Images of the ice-covered Gamburtsev Mountains revealed water-filled valleys, as seen by the cluster of vertical lines in this image (Tim Creyts, University of Columbia)

The results, from a seven-nation airborne geophysical campaign to map what lies beneath the ice, are an important step in understanding ice sheet growth and long-term stability in the interior of East Antarctica.

The enigmatic Gamburtsev Subglacial Mountains, which lie buried beneath as much as 3 km (two and a half miles) of ice, are the focus of intense study.

Dr Fausto Ferraccioli, Head of Airborne Geophysics at British Antarctic Survey is a co-author on the paper.  He said:

“How mountain ranges form and are preserved in the middle of old continents for millions of years are fundamental questions in Earth Sciences. Our new research has important additional ramifications for our understanding of long-term climate and ice sheet change. This study shows that interplays between topography, water, ice sheets and tectonics must be considered in order to understand the preservation of mountain ranges such as the Gamburtsev Subglacial Mountains. If these mountains in interior East Antarctica had been more significantly eroded, then the ice sheet itself may have had a different history.”
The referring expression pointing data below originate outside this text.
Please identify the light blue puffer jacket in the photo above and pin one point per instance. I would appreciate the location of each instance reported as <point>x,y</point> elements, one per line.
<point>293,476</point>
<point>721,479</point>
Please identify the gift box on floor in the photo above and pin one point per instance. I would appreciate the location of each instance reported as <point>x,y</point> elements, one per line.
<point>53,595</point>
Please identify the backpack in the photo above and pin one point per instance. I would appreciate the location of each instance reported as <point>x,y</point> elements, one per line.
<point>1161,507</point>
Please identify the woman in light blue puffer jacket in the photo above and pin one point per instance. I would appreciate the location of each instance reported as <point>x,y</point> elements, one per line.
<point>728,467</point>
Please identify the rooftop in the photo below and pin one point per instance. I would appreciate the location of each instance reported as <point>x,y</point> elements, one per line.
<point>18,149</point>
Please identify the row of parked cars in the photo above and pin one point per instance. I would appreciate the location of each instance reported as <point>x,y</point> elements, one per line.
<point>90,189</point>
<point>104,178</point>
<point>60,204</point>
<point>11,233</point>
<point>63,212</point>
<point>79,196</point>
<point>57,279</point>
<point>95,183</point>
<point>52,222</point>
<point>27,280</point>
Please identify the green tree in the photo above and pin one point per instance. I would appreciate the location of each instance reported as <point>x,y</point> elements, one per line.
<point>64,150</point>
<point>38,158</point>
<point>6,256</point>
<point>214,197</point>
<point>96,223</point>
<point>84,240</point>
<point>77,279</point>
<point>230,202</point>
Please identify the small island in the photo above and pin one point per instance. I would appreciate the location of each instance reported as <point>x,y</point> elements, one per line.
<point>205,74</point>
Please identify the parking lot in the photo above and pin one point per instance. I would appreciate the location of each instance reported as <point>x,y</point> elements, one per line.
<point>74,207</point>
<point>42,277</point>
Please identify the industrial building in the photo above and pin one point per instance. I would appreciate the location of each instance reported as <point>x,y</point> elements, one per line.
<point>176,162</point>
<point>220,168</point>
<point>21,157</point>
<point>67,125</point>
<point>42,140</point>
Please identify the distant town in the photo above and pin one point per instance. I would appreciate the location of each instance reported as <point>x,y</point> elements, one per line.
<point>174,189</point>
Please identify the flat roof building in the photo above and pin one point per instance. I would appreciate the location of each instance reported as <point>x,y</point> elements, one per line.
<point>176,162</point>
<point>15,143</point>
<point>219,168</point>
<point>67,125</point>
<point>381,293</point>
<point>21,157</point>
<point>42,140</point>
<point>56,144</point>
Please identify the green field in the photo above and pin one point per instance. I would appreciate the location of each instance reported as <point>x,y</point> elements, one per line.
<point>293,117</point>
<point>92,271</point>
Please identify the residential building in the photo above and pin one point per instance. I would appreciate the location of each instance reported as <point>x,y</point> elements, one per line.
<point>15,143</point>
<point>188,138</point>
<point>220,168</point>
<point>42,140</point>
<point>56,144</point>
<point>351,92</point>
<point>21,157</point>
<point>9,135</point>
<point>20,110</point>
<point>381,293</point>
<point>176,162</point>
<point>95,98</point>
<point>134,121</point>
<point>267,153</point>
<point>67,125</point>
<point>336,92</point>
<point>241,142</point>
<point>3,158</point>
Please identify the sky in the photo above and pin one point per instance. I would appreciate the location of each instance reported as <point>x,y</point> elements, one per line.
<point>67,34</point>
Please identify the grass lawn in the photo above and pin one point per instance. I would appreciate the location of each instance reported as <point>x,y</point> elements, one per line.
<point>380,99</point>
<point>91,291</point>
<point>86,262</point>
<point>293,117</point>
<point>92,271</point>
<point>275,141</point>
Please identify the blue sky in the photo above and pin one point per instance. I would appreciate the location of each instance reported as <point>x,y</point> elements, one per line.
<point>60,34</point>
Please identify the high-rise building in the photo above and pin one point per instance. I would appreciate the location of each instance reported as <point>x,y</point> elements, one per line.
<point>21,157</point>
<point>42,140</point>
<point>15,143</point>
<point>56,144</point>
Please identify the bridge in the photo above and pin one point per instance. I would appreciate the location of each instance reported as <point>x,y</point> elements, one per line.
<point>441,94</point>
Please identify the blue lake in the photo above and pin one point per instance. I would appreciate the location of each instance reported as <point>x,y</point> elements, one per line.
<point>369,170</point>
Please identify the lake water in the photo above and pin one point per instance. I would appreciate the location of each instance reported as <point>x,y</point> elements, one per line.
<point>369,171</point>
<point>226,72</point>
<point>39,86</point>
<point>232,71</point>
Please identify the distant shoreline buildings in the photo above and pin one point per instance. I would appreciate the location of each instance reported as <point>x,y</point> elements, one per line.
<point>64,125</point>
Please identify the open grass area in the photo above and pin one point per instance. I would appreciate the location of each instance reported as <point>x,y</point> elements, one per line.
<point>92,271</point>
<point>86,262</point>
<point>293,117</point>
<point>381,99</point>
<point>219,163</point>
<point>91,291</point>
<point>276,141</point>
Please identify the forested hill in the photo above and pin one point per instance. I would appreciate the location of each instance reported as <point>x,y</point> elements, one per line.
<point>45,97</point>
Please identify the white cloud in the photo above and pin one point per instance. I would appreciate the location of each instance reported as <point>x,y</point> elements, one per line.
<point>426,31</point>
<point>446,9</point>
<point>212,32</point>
Scientists hypothesize that cold temperatures and high pressures push the water uphill, in the same direction as overlying ice flows. This causes ridgelines to refreeze, thus warding off erosion (Tim Creyts, University of Columbia)

The Gamburtsev Subglacial Mountains were first discovered in 1958, but remained unexplored until scientists flew ice-penetrating instruments over the mountains 50 years later. As this ancient hidden landscape was revealed, scientists were stunned to see the saw-toothed and towering crags typical of much younger mountains. More surprising still, the scientists discovered a network of lakes and rivers in the valleys that cut through the Gamburtsevs.

Though water usually speeds erosion, here water largely re-freezes on to the rugged ridgelines protecting them from widespread erosion.  This process may have been active over the last 34 million years, when the Antarctic ice sheet first formed.

“The ice sheet acts like an anti-aging cream,” said the study’s lead author, Timothy Creyts, a geophysicist at Columbia University’s Lamont-Doherty Earth Observatory.  “It triggers a series of thermodynamic processes that have almost perfectly preserved the Gamburtsevs since ice began spreading across the continent.”

Snow falling at the surface of the ice sheet draws colder temperatures down, closer to the peaks of the Gamburtsevs in a process called divergent cooling. At the same time, heat radiating from bedrock beneath the ice sheet helps melt ice in the deep valleys to form rivers and lakes. As rivers course along the base of the ice sheet, high pressures from the overlying ice sheet push water up valleys in reverse.  This uphill flow refreezes as it meets colder temperature from above. Thus, ridgelines are cryogenically preserved.

A seven-nation team of scientists explored the Gamburtsev Subglacial Mountains during the International Polar Year (2007–09) by using two twin-engine aircraft equipped with ice penetrating radars, gravity meters and magnetometers.

Other authors: Fausto Ferraccioli, Hugh Corr and Tom Jordan of British Antarctic Survey; Robin Bell, Michael Wolovick and Nicholas Frearson of Lamont-Doherty; Kathryn Rose of University of Bristol; Detlef Damaske of Germany’s Federal Institute for Geosciences and Natural Resources; David Braaten of Kansas University; and Carol Finn of the U.S. Geological Survey.